Latino residents, health care providers, and representatives from government and nonprofit agencies met to discuss health needs in February at Carolinas HealthCare System Blue Ridge in Burke County.
By Les Gura
The need for providers to reach Spanish-speaking residents is spreading well beyond urban areas such as Forsyth and Guilford counties.
In Burke County, Francisco Risso is making those connections.
A second-year clinical pastoral education resident with Wake Forest Baptist Medical Center, Risso spends most of his week working for Carolinas HealthCare System Blue Ridge in Burke County.
In addition to his chaplaincy duties, Risso spent weeks recruiting members of the Latino community to a February conference at Blue Ridge. There, people in the community shared with hospital and other community leaders some of the biggest issues they face in getting health care.

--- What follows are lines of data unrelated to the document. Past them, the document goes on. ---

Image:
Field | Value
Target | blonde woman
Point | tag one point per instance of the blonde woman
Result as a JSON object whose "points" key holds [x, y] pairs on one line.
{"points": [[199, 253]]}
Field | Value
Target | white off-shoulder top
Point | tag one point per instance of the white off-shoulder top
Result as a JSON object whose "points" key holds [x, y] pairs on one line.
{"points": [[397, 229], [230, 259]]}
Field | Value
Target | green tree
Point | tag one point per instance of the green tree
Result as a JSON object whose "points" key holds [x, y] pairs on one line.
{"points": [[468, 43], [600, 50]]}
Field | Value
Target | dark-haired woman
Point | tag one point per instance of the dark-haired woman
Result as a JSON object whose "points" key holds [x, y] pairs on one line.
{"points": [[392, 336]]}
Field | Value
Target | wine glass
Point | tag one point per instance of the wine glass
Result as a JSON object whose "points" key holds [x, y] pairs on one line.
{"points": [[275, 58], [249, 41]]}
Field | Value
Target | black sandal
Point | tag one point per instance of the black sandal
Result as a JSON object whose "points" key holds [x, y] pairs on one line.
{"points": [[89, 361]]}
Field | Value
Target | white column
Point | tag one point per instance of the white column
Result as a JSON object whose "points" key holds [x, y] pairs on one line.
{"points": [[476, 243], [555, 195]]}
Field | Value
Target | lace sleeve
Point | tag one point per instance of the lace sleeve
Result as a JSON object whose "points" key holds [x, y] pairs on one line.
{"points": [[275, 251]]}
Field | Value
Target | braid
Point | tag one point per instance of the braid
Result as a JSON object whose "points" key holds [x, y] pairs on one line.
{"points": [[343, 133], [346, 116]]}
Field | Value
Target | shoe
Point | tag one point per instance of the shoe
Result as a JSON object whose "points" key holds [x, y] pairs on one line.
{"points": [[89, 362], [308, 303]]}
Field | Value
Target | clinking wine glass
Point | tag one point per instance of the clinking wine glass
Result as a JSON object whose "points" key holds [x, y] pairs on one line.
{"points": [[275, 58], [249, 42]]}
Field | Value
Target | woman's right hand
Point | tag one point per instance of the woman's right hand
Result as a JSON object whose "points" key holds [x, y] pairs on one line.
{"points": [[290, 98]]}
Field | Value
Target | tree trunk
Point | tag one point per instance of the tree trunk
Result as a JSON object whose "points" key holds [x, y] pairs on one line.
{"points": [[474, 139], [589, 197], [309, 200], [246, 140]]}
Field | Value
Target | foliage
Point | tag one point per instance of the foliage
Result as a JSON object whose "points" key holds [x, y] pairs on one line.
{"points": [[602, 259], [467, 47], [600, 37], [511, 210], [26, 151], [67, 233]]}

Among the issues identified were:
- The need to help community residents understand how to use the health system without going to the hospital.
- The need to improve cultural competence, enabling hospital staff to make better connections with community members.
Hospital officials will meet to determine next steps. Risso hopes the result will eventually be programs that bring the Latino population closer to obtaining improved health care.
“The majority of people in the community are trying to raise children and integrate into the community, but they face huge barriers on a daily basis over immigration status, language and adjusting to a new culture,’’ Risso says.
Risso was born in Miami to Chilean parents, and moved to North Carolina when his father took a position as a Spanish professor at Lenoir-Rhyne University in Hickory. He’s lived in Burke County ever since.
He received his degree from Lenoir-Rhyne and became a community organizer supporting hundreds of workers at Case Farms Chicken in Morganton. Risso later became head of a nonprofit formed to support the rights of workers in the region, most of whom are Guatemalan immigrants of Mayan descent.
After years of organizing and outreach work, Risso decided to enter divinity school. His position with Carolinas HealthCare, funded by an endowment grant obtained through Wake Forest Baptist, puts him right where he wants to be — continuing to assist the people of the region he’s lived in for nearly 20 years.
Chaplain Dennis Stamper, Risso’s supervisor at Carolinas HealthCare Blue
Ridge, says having Risso on staff “is a real opportunity to reach out.’’
“We want to form a closer, ongoing relationship with the Latino community, to better serve the needs of our fastest-growing population in Burke County.’’
Stamper also is a FaithHealthNC Fellow, one of a group of people bringing the FaithHealth concept to other parts of the state. Placing someone in the community who has worked with the Latino population makes this a great opportunity for Blue Ridge, Stamper says.
Risso was assigned during his second year of residency by Rev. Emily Viverette, director of the FaithHealth Education program. Risso’s engagement gives Blue Ridge a head start on a key issue for community members — trust.
“It’s because of their immigration status and our laws. There’s a real fear of engaging with any institution,’’ Risso says. “Our goal as a hospital is to build a partnership with the Latino community, and I think we need to hold ourselves accountable to that.”